Kaloyev received an eight-year sentence for killing the Danish air traffic controller Keystone

A Russian man who lost his family in a plane crash has been found guilty by a Zurich court of the intentional killing of the air traffic controller on duty.

Vitaly Kaloyev was sentenced to eight years in prison. Russian authorities said they would seek his extradition so that he can serve his sentence in Russia.

The Zurich cantonal court judged that the accused wanted to kill his victim, at least after the first blows with the knife. Kaloyev’s wife and two children were killed in the 2002 Überlingen crash.

The victim, a 36-year-old Dane, was on duty when two jets collided in mid-air in Swiss airspace in July 2002. He was stabbed to death in front of his wife at the family home near Zurich on February 24, 2004.

Kaloyev acknowledged in court that he must have killed the victim but said he could not remember the incident. The 49-year-old told the court that he never wanted to cause physical suffering to anybody.

Ulrich Weder, the Zurich cantonal prosecutor, had asked the court to sentence Kaloyev to 12 years’ imprisonment.
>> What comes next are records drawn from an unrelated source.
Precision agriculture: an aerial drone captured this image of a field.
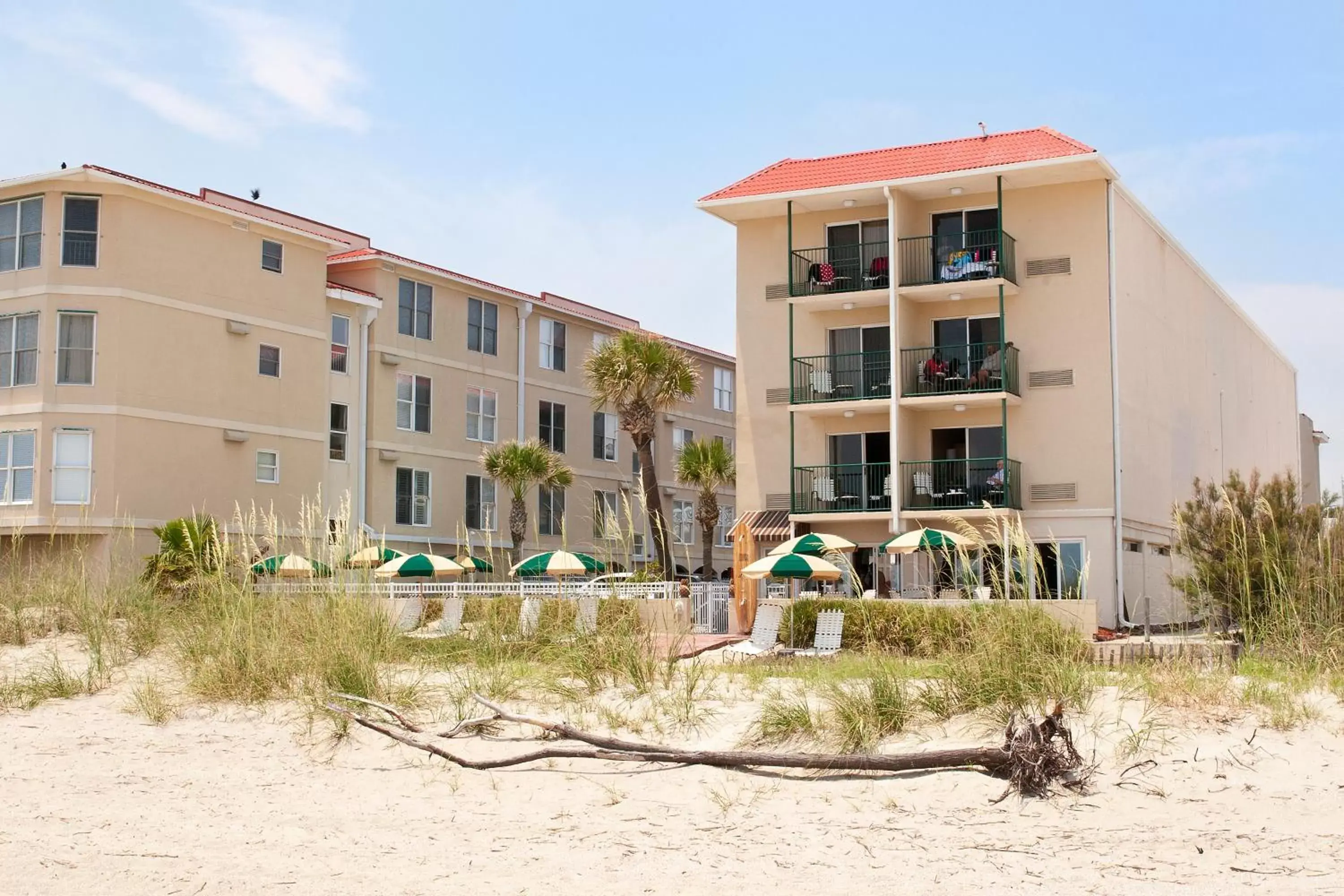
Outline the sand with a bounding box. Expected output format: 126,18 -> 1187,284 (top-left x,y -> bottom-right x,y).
0,645 -> 1344,896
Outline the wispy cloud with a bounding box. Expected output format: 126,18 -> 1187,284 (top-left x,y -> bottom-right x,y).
196,4 -> 368,132
1113,133 -> 1306,211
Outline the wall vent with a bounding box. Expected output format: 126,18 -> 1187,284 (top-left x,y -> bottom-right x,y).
1027,255 -> 1074,277
1031,482 -> 1078,501
1027,370 -> 1074,388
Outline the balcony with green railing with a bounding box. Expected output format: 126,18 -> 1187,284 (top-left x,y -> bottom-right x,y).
789,241 -> 891,296
789,352 -> 891,405
896,228 -> 1017,286
900,457 -> 1021,512
903,343 -> 1021,398
792,463 -> 891,513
He argued that the crime was clearly premeditated homicide, but fell short of murder because Kaloyev had not acted out of malice.

Call for leniency

Kaloyev was arrested the day after the killing in Zurich. His lawyers pleaded for manslaughter, saying that the defendant was tormented by great psychological distress at the time of the crime. They asked for a more lenient sentence of three years.

The crash killed 71 people, including Kaloyev’s wife and his two children who were on their way to visit him in Spain.

The trial is being closely followed in Russia, especially in Bashkortostan and North Ossetia, where most of the victims, including Kaloyev’s family, came from.

The controller was working the nightshift on his own in Skyguide’s Zurich operations centre when a Russian passenger jet and a DHL cargo place collided in mid-air on his watch.

Three months after his death, Germany’s Aircraft Accident Investigation Bureau partially blamed the controller for the crash.

swissinfo with agencies

On July 1, 2002, a Bashkirian Airlines passenger jet collided with a DHL cargo plane in Swiss air space, killing 71 people, 45 of them children.

On February 24, 2004, a Skyguide air traffic controller, who was on duty at the time of the accident, was stabbed to death. The next day, Russian architect Vitaly Kaloyev, whose wife and two children died in the crash, was arrested by police.

On October 26, 2005, Kaloyev was found guilty of intentional killing by a Zurich court.